Практически это тебя ничуть не ущемляет, за исключением того, что тебе еще семь месяцев придется обращаться ко мне за деньгами для платежей, по имению и на личные расходы. Ведь твой день рождения в апреле, так?
— Пора бы и запомнить, — сказал я. — Вы же мой крестный отец.
— Ну и забавный ты был червячок! — Он улыбнулся. — Так и уставился любопытными глазенками на пастора… Эмброз только что вернулся из Оксфорда.
Он схватил тебя за нос, чтобы ты заплакал, чем привел в ужас свою тетушку — твою мать. Потом вызвал твоего бедного отца помериться силами в гребле; они промокли до нитки, пока доплыли до Лостуитиела. Ты когда-нибудь чувствовал себя сиротой, Филипп? Тебе, наверное, нелегко было расти без матери.

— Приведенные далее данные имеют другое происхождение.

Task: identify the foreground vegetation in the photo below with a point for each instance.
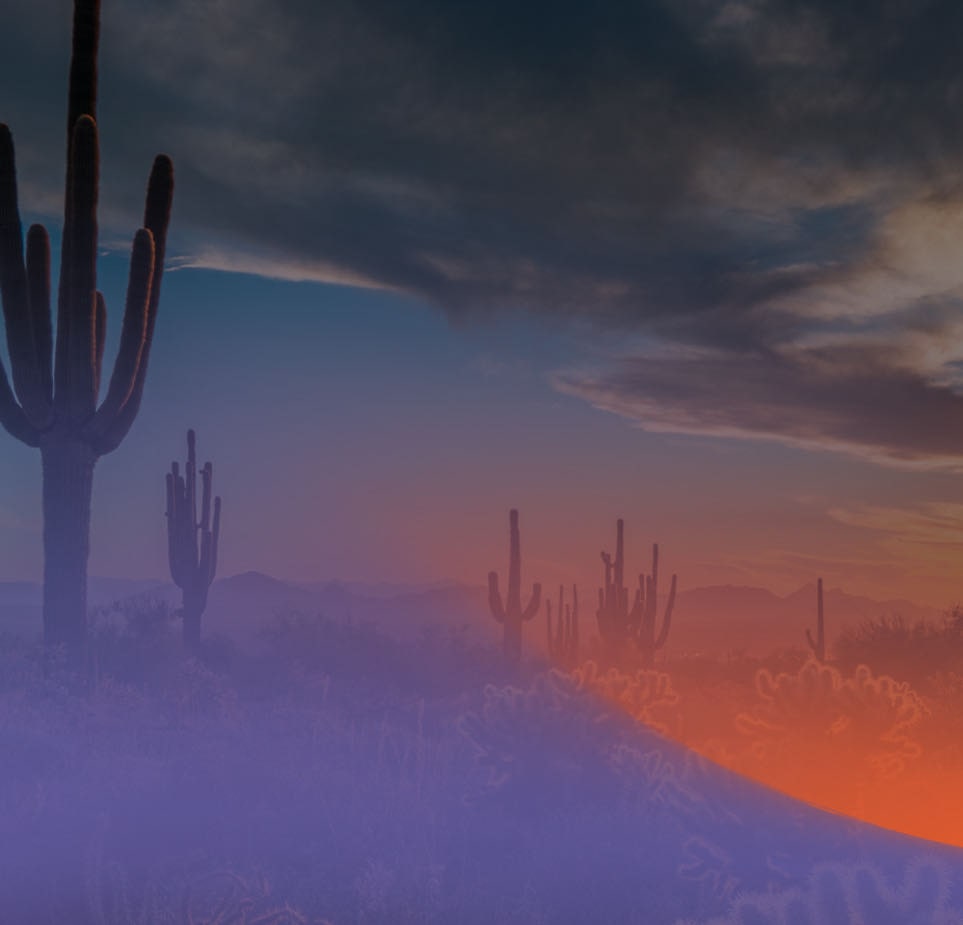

— Не знаю, — ответил я. — Я никогда не задумывался об этом. Мне никто не был нужен, кроме Эмброза.
— И все же это не правильно, — возразил крестный. — Я не раз говорил с Эмброзом, но он не слушал меня. В доме нужна была экономка, дальняя родственница, хоть кто-нибудь. Ты вырос, совершенно не зная женщин, и, когда женишься, твоей жене придется нелегко. Не далее как сегодня за завтраком я говорил об этом Луизе.
Крестный осекся. Мне показалось, что ему стало неловко, словно он сказал лишнее, — если только такой человек, как он, вообще способен испытывать неловкость.
— Не беспокойтесь, — сказал я, — когда придет время, моя жена справится. Если такое время вообще придет, в чем я весьма сомневаюсь. Я слишком похож на Эмброза и знаю, к чему привела его женитьба.
Крестный молчал. Я рассказал ему о визите на виллу и о встрече с Райнальди, а он, в свою очередь, показал мне письмо, присланное ему итальянцем. Как я и ожидал, там в холодных высокопарных выражениях излагалась его версия болезни и смерти Эмброза, высказывались сожаления по поводу этой кончины, описывались потрясение и горе безутешной, по мнению Райнальди, вдовы.
— Настолько безутешной, — сказал я, — что на следующий день после похорон она уезжает, как вор, забрав все вещи Эмброза, кроме старой шляпы, о которой забыла. Разумеется, только потому, что шляпа рваная и ничего не стоит.
Крестный кашлянул. Его густые брови нахмурились.
— Конечно, — сказал он, — ты не настолько скуп, чтобы попрекать ее тем, что она оставила себе его книги и одежду. Полно, Филипп, это все, что у нее есть.
— Как это, — спросил я, — «все, что у нее есть»?
— Я прочел тебе завещание, — ответил он. — Вот оно, перед тобой. То самое завещание, которое я составил десять лет назад. Видишь ли, в нем нет дополнений в связи с женитьбой Эмброза. Не указана доля наследства, причитающаяся его жене. Весь прошлый год я, откровенно говоря, ждал, что он сообщит мне, по меньшей мере, условия брачного контракта. Так всегда поступают. Полагаю, досадное пренебрежение столь важными вещами объясняется его пребыванием за границей, к тому же он не оставлял надежды вернуться.